Let's say the old machines are "node-1", "node-2", and "node-3" was added
The above change means it had to move a lot of PGs, including some from node-1 to node-2 (because before the "osd"-failure-domain allowed a PG is to be on 2 OSDs on the same host).
It got stuck in this state, with "Low space hindering backfill", on my Ceph 16.2.7:
cluster: id: 067f0bf9-893c-4b23-a27c-56e8685e9d5c health: HEALTH_WARN 3 nearfull osd(s) Low space hindering backfill (add storage if this doesn't resolve itself): 10 pgs backfill_toofull Degraded data redundancy: 1390436/239568771 objects degraded (0.580%), 10 pgs degraded, 10 pgs undersized 1 pool(s) nearfull services: mon: 3 daemons, quorum node-2,node-3,node-1 (age 5d) mgr: node-1(active, since 5d), standbys: node-2, node-3 mds: 1/1 daemons up, 2 standby osd: 36 osds: 36 up (since 5d), 36 in (since 10d); 10 remapped pgs data: volumes: 1/1 healthy pools: 4 pools, 641 pgs objects: 79.87M objects, 114 TiB usage: 343 TiB used, 96 TiB / 439 TiB avail pgs: 1390436/239568771 objects degraded (0.580%) 1265017/239568771 objects misplaced (0.528%) 631 active+clean 10 active+undersized+degraded+remapped+backfill_toofull
I believe the "10 pgs backfill_toofull" is because the due to the unbalancedness of the cluster, the PG moves from node-1 to node-2 were impossible.
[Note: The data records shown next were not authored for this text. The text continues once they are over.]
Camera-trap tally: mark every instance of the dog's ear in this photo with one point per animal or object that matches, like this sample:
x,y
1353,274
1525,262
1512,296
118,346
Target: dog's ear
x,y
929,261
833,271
That is even though with the newly added machine, the cluster has a lot of free space.
There's a vicious cycle:
backfill_toofull -> cluster is not healthy -> balancer does not run -> backfill_toofull
This has also been reported e.g. on: https://old.reddit.com/r/ceph/comments/ouk623/unbalanced_osds_backfilling_constantly_balancer/
Note I found a possibly related/confounding issue in which PGs are marked as backfill_toofull even though OSDs are apparently not counted as full: https://tracker.ceph.com/issues/61839
Overall I think it would make sense for balancing not prevented when the cluster is unhealthy, as balancing can help (and in this case, seems required) to make the cluster healthy.
Updated by Konstantin Shalygin 9 months ago
- Project changed from Ceph to mgr
- Category set to balancer module